Barclays boss Antony Jenkins has defended his decision to take an annual bonus for 2014, in a move helping his total pay package rise from £1.6m to £5.5m.
Mr Jenkins, who had declined the pay-out for each of the last two years, was challenged over accepting the £1.1m bonus after a year in which the bank has cut 14,000 jobs and closed a net 72 UK branches, while statutory profits fell by a fifth.
He said he recognised he was very well paid, but insisted that the decision to accept the bonus was “appropriate” – adding that it was not taken lightly and he would again consider it carefully next year.
His total pay package is also swollen by a new role-based allowance of £950,000 and a long-term award worth £1.85m, on top of a basic salary of £1.1m, plus benefits worth £100,000 and pension of £363,000.
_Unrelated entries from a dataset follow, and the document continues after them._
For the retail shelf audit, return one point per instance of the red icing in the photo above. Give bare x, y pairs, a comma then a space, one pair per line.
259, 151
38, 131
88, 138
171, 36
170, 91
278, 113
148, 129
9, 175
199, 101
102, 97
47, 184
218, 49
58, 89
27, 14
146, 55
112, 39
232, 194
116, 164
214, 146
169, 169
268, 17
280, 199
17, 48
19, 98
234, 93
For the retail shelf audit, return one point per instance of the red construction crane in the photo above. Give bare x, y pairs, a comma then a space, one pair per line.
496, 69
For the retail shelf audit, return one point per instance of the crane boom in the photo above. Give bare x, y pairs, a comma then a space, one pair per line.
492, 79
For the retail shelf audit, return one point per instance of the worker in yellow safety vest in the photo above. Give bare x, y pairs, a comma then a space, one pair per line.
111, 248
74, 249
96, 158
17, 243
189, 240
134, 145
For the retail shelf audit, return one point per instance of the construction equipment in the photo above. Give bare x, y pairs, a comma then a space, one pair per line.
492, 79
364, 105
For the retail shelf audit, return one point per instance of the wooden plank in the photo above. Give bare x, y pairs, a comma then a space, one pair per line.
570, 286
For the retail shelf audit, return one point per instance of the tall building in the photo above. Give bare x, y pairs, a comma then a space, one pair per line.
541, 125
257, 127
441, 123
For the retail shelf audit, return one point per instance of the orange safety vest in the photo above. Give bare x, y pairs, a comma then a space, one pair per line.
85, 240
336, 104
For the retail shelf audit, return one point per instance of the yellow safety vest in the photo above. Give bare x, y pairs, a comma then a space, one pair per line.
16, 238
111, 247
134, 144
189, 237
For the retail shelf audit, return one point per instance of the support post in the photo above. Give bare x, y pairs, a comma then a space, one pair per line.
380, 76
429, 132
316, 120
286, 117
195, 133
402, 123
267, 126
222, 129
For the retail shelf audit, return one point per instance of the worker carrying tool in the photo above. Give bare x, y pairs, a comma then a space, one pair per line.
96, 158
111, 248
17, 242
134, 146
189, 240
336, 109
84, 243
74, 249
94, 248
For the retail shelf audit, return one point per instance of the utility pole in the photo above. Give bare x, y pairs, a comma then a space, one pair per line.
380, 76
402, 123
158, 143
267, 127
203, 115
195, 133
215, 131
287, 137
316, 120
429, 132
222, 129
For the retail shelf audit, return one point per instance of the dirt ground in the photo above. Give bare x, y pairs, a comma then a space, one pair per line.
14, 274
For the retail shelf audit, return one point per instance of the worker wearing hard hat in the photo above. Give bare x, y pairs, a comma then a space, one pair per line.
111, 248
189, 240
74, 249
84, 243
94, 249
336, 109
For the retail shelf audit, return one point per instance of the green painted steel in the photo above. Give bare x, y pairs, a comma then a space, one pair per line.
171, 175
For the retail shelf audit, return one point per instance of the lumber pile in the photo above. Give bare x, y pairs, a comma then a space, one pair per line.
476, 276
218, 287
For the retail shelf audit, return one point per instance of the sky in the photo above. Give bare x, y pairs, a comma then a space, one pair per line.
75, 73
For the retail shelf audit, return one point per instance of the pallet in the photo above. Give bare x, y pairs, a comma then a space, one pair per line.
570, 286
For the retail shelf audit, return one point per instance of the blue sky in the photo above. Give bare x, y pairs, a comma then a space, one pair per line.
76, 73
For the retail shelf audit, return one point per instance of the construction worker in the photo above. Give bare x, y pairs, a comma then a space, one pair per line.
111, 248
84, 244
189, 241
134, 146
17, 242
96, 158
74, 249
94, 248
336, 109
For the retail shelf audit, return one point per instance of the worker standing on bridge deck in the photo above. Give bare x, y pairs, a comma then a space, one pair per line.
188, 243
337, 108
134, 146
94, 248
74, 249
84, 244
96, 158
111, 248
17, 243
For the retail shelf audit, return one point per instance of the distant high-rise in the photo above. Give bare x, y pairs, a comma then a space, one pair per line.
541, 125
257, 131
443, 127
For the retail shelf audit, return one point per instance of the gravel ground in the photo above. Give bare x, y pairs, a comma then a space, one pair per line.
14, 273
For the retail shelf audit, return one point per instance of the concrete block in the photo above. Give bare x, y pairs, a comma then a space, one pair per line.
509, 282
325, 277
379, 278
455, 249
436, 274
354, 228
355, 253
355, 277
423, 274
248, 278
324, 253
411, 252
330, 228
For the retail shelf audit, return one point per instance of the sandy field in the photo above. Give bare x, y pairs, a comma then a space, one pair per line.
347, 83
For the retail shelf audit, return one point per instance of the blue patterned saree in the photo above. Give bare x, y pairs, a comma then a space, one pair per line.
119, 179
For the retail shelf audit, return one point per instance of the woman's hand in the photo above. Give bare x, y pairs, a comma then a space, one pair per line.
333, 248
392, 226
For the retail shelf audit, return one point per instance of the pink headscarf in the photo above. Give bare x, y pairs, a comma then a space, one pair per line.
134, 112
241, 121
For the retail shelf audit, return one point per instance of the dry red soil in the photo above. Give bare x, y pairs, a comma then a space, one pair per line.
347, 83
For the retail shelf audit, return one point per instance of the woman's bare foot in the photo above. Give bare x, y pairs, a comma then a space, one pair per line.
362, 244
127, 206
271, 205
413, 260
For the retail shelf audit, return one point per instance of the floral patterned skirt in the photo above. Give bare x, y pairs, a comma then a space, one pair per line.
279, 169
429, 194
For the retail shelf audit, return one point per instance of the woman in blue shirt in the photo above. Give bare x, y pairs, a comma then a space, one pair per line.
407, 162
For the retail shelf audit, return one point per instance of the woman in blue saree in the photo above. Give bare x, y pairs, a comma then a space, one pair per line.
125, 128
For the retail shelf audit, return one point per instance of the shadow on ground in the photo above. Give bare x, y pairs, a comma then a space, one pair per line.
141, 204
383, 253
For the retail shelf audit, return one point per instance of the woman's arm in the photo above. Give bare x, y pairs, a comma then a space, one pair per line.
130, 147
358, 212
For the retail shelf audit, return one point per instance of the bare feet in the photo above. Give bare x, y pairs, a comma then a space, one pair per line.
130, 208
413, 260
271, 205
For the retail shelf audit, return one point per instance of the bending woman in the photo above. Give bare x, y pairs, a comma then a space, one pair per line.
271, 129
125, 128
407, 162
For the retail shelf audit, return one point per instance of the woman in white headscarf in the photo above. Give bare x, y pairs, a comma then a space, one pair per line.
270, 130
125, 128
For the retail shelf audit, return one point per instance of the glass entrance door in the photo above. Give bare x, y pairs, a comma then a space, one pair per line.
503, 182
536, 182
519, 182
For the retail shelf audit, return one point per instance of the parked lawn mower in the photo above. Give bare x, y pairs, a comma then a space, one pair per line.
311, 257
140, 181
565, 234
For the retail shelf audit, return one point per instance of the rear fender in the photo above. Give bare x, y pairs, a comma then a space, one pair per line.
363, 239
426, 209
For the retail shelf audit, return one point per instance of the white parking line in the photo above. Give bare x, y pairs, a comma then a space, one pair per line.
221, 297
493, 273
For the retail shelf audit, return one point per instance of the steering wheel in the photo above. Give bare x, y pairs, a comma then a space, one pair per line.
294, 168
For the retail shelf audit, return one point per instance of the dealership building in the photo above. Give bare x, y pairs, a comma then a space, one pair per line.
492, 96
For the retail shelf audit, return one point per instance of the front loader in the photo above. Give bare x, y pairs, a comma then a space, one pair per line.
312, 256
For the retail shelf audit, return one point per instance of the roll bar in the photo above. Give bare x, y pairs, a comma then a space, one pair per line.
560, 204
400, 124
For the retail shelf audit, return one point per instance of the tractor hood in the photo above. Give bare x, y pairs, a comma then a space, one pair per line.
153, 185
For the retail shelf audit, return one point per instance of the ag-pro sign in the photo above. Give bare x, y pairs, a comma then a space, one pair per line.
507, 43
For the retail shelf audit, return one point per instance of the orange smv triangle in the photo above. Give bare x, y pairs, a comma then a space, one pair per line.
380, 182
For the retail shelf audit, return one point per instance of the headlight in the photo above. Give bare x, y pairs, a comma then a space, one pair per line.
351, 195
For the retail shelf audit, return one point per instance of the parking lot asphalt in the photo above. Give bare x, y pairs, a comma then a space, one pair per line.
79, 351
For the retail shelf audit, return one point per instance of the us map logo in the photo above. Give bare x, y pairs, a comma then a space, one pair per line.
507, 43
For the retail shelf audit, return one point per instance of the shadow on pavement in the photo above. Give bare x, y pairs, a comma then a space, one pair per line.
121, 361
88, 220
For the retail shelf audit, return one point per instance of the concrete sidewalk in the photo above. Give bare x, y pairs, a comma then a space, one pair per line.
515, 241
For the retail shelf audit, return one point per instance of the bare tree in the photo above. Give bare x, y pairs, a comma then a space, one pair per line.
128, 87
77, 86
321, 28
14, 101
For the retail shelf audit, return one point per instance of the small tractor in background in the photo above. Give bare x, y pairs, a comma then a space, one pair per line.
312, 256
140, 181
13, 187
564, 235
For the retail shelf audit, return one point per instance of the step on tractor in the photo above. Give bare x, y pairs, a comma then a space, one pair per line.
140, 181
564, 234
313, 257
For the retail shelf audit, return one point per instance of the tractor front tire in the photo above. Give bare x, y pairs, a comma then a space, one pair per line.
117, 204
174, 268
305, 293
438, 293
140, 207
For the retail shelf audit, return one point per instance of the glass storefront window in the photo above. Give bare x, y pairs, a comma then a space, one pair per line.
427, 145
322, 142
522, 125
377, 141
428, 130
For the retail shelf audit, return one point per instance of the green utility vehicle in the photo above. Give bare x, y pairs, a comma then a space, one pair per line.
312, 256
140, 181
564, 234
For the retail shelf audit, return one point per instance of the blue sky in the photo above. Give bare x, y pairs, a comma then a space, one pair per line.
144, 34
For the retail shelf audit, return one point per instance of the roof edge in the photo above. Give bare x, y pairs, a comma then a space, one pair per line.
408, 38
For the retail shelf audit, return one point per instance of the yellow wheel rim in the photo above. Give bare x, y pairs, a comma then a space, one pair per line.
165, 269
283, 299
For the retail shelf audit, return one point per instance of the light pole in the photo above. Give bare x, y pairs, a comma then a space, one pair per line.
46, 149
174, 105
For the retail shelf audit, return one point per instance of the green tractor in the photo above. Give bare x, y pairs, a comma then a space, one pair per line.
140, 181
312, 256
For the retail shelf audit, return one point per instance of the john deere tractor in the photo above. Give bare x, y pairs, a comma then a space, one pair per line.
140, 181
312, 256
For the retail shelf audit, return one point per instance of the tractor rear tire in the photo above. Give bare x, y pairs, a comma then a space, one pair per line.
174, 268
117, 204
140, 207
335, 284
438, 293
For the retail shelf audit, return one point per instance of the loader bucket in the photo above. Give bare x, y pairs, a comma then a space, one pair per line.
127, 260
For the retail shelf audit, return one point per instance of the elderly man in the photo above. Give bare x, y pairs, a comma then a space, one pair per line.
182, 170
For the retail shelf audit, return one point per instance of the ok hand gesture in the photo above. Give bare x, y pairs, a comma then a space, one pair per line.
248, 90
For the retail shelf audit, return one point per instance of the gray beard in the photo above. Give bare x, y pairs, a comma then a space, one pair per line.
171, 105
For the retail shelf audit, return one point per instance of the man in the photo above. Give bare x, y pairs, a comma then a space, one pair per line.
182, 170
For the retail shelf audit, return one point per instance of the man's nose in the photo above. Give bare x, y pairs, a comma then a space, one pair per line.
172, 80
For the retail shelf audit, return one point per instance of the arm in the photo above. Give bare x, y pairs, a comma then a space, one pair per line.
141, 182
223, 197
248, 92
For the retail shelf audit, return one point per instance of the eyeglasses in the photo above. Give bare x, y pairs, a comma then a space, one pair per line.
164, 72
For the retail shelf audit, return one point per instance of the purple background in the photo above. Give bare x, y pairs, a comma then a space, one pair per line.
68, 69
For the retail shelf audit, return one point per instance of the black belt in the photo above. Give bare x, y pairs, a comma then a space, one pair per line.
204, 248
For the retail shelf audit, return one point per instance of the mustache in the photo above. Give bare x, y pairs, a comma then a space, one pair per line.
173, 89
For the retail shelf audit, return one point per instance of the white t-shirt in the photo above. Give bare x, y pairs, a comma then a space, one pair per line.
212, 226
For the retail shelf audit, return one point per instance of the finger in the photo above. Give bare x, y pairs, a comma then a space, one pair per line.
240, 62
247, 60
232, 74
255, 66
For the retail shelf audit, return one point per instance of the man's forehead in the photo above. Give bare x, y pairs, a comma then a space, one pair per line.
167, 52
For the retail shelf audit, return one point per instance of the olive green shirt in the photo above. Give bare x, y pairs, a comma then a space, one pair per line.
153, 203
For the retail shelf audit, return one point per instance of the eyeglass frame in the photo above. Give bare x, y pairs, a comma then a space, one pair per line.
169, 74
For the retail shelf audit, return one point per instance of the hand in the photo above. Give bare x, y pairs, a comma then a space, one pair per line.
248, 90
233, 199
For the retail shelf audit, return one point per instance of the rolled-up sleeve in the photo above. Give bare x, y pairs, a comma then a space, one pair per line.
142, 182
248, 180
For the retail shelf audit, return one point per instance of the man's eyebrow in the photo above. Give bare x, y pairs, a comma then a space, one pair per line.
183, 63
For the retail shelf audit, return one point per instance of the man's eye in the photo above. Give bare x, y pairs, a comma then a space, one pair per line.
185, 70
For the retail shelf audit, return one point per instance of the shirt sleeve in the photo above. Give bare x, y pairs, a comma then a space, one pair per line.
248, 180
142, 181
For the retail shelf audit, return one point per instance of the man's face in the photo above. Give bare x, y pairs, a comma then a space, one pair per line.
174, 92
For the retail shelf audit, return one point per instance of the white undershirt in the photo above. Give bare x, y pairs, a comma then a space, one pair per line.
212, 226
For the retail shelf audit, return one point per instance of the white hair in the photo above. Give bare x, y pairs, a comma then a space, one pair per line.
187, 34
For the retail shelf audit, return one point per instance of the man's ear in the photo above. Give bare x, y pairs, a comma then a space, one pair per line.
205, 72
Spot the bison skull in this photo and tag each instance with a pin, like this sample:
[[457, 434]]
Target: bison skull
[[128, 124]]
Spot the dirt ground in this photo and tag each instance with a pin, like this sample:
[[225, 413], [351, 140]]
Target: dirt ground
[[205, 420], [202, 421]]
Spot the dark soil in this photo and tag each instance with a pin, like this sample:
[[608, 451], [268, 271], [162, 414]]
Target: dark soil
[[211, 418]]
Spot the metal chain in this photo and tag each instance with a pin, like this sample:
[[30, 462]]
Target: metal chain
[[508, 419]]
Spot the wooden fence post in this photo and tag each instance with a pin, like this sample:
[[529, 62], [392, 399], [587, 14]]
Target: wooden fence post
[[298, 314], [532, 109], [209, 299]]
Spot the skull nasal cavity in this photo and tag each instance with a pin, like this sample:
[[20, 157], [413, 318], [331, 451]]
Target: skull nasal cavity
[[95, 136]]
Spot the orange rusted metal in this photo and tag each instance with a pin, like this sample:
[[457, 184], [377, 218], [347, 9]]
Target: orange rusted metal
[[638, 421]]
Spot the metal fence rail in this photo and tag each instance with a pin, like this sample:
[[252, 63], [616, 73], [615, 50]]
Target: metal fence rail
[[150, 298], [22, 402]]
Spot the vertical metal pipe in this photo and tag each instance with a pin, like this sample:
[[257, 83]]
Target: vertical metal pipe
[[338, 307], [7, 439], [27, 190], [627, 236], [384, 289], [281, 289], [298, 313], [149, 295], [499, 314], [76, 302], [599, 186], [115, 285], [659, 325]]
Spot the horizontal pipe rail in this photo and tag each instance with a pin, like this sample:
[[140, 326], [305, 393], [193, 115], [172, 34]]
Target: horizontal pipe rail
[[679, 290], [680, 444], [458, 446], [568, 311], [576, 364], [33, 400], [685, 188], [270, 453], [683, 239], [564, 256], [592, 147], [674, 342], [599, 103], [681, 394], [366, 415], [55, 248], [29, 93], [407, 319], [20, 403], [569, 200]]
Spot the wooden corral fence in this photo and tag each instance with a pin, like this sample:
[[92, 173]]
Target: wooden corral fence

Mr Jenkins said: “You have to look at the very significant progress that we have made in Barclays in the two-and-a-half years that I have been chief executive.
“I completely understand that I am very well remunerated for what I do. But... I think it is appropriate that I accept my bonus.
“It is not a decision I take lightly and I declined it in the previous two years. When I come to 2015, I will do the same careful thinking about whether I should accept it given the progress the bank has made.”
Mr Jenkins pointed to progress in shoring up the bank’s balance sheet and cutting costs.
“All of these things seemed to me to be reasons why it was appropriate that I accept the bonus on this occasion.”
Meanwhile, the bank has cut the level of total bonus pay-outs by 22% to £1.86bn. It was down 24% to £1.05bn for the investment bank.
Sir John Sunderland, chair of the board’s remuneration committee, said in considering final bonuses, it took into account the ongoing probe into alleged foreign exchange rate rigging. Barclays has set aside a total of £1.25 billion over the affair.
The bank said in its annual report, published alongside its final results today, that the number of employees earning more than £1m in total remuneration had reduced from 481 in 2013 to 359 in 2014.